Having established the efficacy of the aldol coupling, we wanted to establish that the 2,3-butane-diacetal group could be removed in order to reveal the keto-diol functionality. Perhaps unsurprisingly, when this was attempted using trifluoroacetic acid (a reagent we have commonly used for this transformation), the reaction was also accompanied by a rapid retro-aldol cleavage (Scheme 5). We also found that the retro-aldol cleavage of 7a was rapid at room temperature using methanolic potassium carbonate, leading to the aldehyde and ketone in quantitative yield (Scheme 5).
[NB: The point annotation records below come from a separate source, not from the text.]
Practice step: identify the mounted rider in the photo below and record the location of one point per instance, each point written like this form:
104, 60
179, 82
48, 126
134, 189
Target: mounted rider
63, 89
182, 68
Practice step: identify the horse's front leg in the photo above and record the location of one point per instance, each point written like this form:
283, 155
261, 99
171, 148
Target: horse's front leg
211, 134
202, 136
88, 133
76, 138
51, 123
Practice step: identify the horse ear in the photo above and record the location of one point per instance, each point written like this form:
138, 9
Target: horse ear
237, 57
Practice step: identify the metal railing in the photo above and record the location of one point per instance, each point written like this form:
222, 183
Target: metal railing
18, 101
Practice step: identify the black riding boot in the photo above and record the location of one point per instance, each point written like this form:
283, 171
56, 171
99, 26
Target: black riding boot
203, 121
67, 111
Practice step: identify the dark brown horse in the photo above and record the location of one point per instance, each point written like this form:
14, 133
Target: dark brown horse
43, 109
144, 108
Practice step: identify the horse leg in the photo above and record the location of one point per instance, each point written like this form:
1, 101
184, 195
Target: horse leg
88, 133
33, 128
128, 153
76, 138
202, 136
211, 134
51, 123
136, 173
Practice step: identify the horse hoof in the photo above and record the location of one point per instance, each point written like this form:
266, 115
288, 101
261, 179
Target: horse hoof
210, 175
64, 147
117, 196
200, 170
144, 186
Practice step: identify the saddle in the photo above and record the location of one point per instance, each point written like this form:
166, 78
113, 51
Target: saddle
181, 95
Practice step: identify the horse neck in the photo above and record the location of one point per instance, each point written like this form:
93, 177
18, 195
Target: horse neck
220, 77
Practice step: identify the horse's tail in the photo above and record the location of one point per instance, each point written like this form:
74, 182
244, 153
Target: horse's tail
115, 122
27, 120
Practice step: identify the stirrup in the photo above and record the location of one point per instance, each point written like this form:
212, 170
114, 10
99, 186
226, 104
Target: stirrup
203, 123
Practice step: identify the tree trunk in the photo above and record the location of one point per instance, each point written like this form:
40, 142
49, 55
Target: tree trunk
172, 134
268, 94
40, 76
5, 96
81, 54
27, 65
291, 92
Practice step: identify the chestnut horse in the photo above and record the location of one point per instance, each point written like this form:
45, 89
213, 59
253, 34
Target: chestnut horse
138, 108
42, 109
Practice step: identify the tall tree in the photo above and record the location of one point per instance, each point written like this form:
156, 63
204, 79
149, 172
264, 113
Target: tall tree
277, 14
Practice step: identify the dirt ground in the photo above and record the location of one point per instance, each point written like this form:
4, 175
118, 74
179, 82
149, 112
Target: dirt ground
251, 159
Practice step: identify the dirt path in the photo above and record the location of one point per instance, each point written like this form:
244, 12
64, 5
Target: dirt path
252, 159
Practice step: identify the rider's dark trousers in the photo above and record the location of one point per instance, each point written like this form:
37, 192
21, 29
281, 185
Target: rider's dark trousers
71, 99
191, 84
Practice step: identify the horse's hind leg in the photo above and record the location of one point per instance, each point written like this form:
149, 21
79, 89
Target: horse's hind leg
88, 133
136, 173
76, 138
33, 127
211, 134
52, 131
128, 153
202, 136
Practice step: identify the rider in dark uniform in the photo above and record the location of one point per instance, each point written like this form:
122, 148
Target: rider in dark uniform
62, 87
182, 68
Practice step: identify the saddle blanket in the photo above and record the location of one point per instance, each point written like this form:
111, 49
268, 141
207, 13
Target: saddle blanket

As yet, we have been unable to determine the order in which the butane-diacetal cleavage and retro-aldol processes occur under acidic conditions.

To prevent the possibility of the retro-aldol process, we acylated the secondary alcohol in 7a. With this change, the butane-diacetal cleavage of the ester 10 was able to be performed in high yield (Scheme 6). We found that a THF-water solvent mixture, which provided a homogeneous reaction mixture after addition of TFA, led to the highest yield (95%) for this reaction.

The keto-triol moiety in 11 could be cleaved to the carboxylic acid 12 in 93% yield using sodium periodate in MeCN-H₂O-DCM. Saponification of the acetate group then afforded the well known hydroxy acid 13. Spectroscopic data and optical rotation values for this compound matched those provided in the literature [13], further confirming the diastereoselectivity of the aldol addition.